My late wife Lois and I started collecting shortly after we were married in the mid- to late 1960s. The first thing we collected was painted American furniture. That morphed into Shaker furniture ... That then somehow morphed into folk art of the Grandma Moses type, which moved right on over about 15 years ago to outsider folk art or art brut.
Mary K Borkowski, Toil, Strength, and Devotion, 1973, hand stitching with silk thread on velvet, 29.5 x 20 in. / 74.5 x 51 cm
I know that you do like nineteenth-century things...
Yes, especially furniture. But the focus of the collection is contemporary... in time made, rather than appearance.
How do you define your collection? Do you put parameters on it?
I really don’t. We collected things to which we had an almost immediate response. Our rule for collecting was that, if Lois and I both just loved whatever it was – and it wasn’t totally outside what we could afford – we’d buy it. If one of us loved it and the other was not sure, we would likely buy it, but it would be located somewhere near the person who loved it. In my case, my office.
Beyond that, there are some pieces by Dubuffet which, although he is not a self-taught or folk artist, I love because I want to honour that he legitimised the field. He said, “Wait a minute, this is great art. It’s communicating a message in a very unique and representative way.” And boom! Because of his reputation, his opinion was heard and accepted.
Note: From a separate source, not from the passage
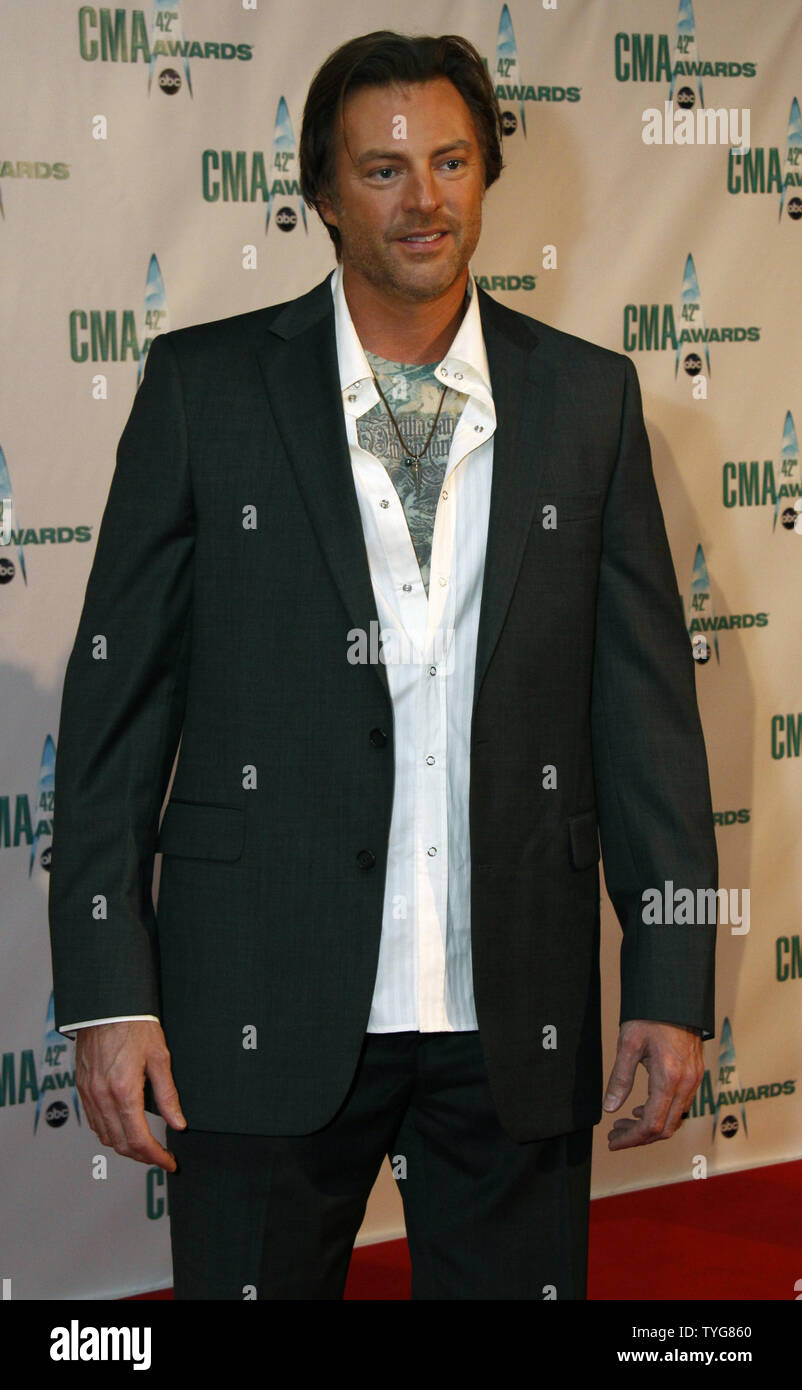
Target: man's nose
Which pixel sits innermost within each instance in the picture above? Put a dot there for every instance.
(421, 191)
His work is a connector for me – to have him on the walls of my home and to have a variety of his work – because his art was immensely eclectic.
Unidentified American artist, All We Ask Is a Fair Trial, late 19th–early 20th century, oil on canvas mounted on wood panel, 46 x 36 in. / 117 x 91.5 cm
Have there been advisors or mentors who have helped you along the way, informing the collection?
Early on, I bought a number of pieces of folk art from Jay Johnson’s America’s Folk Heritage Gallery in Manhattan. Jay helped at that time to fashion the collection. One other influencer was Laurent Danchin. He was the European editor for Raw Vision magazine and lived in France. We took a number of trips with him to artists’ studios in and around Paris, and he opened up new worlds of work by artists from that part of the world.